Canada Day celebrations in Dawson City spread themselves over the weekend, beginning with a feast of Sourdough Pancakes on Saturday morning put on by St. Paul’s Anglican Church at St. Mary’s Catholic Church.  For those who had not had quite enough cooked goods, there was the Fourth Annual Bannock Cook-off at the Dänojà Zho Cultural Centre later that morning.

The big event of the day was the dedication of a plaque out at Dredge #4 as an Historic Civil Engineering Site, and a free opportunity to roam through the vessel, which will be closed to the public after the end of this season due to cutbacks at Parks Canada.
In town, the Dawson Pool was coloured red and open for swimming all afternoon, and for anyone inclined to stroll about there was a Bird-watching Walk along the river and the Ninth Avenue Trail from 3 to 5 p.m.

Bike riders who wanted to decorate and float participants with last minute parade preparations gathered at the Fry Recreation Centre Sunday morning at 10:30, and the RCMP led the parade down King Street to Front St. shortly after 11 a.m., with a good crowd of eager tourists and locals happy to see the short but energetic march.

The parade took about seven minutes to pass any given point on the route and about half an hour to make its way to the Dawson City Museum on Fifth Avenue.

There the crowd assembled for a flag-raising by Diamond Tooth Gertie and her Girls, aided by the Mounties in Red Serge.

As the museum’s executive director Laura Mann informed the crowd, this year marks the 50th anniversary of the DCM moving into the Old Territorial Administration Building (or the Big Cabin, as it was known to old timers in the town) after its original home on Front Street was destroyed by fire.

Mann noted that the fiftieth anniversary seemed to have been marked by a sprinkler system disaster early in the spring.

Mayor Peter Jenkins welcomed locals and guests to Canada Day in Dawson, “the best place to be on Canada Day.”

MLA Sandy Silver had a somewhat longer speech, during which he commented on how quickly the tourist season seemed to be advancing.

“Dawson is an interesting mix.
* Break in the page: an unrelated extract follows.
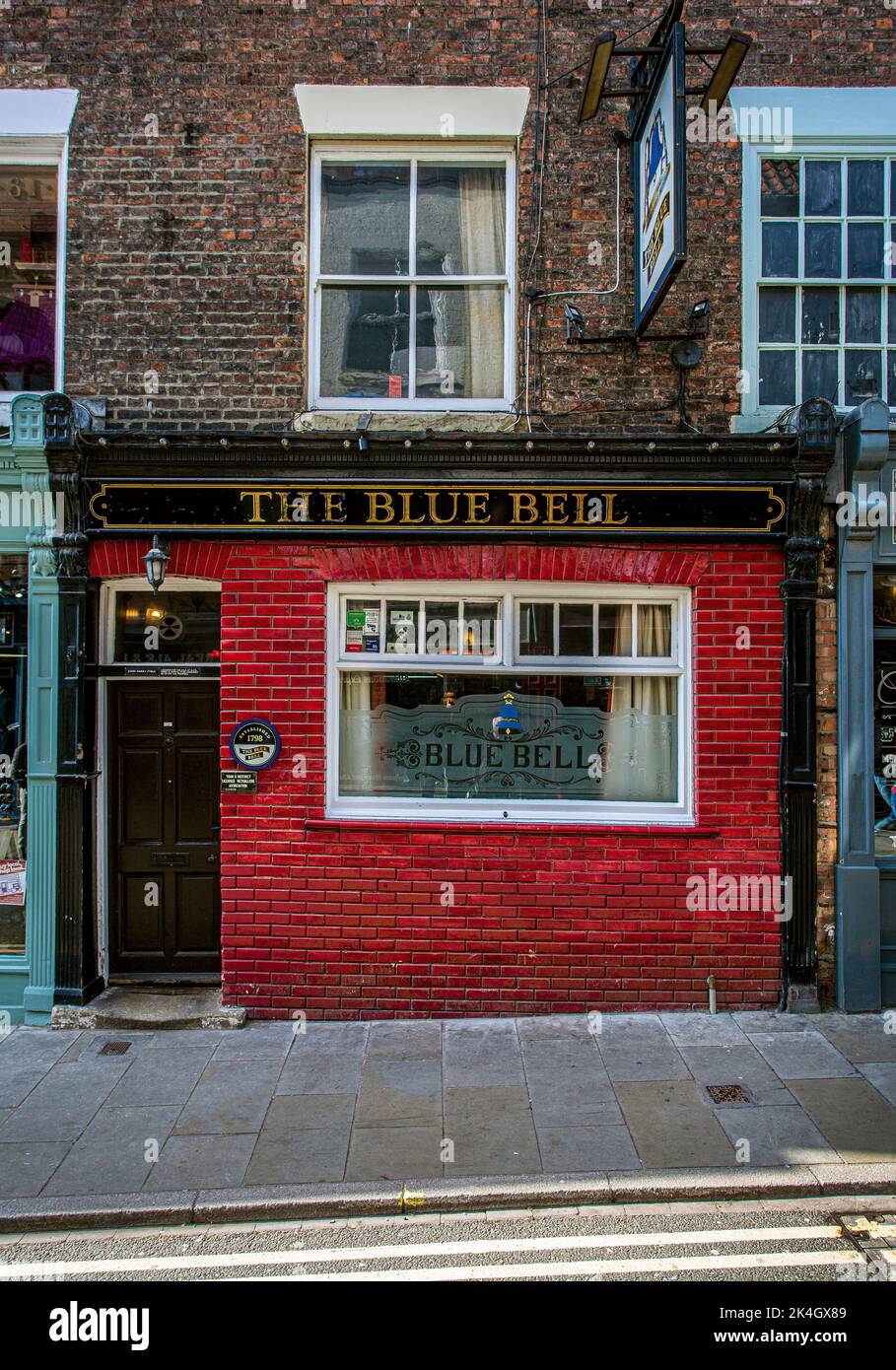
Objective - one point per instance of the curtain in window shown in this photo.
(482, 252)
(642, 754)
Our history is vibrant, tangible and alive, but we have lived in such close proximity to that, that sometimes we don’t see it as being unusual and we don’t see how lucky we are. We forget that we are living and working and going about our days in an historic site, a living museum.

“The building behind me is 111 years old. It was built in 1901, the same year that Joseph Ladue and James Wilson registered Lot 14 and christened it the Westminster Hotel.”
It hasn’t always been a museum, of course. The building originally housed government offices, as well as the territorial legislative assembly. At various times it has also been home to the local post office, a radio station, and the public school, when the original school burned down.

Following the speeches there was the cutting of the two birthday cakes, a country picnic lunch, and games for the kids in Victory Gardens.

Down on Front Street the Yukon Goldpanning Championships took up most of the afternoon, but there was time for a third cake cutting at the Visitor Reception Centre, more swimming at the pool and live music at the Front Street Gazebo, with Barnacle Bob and Friends and Whoa Bear!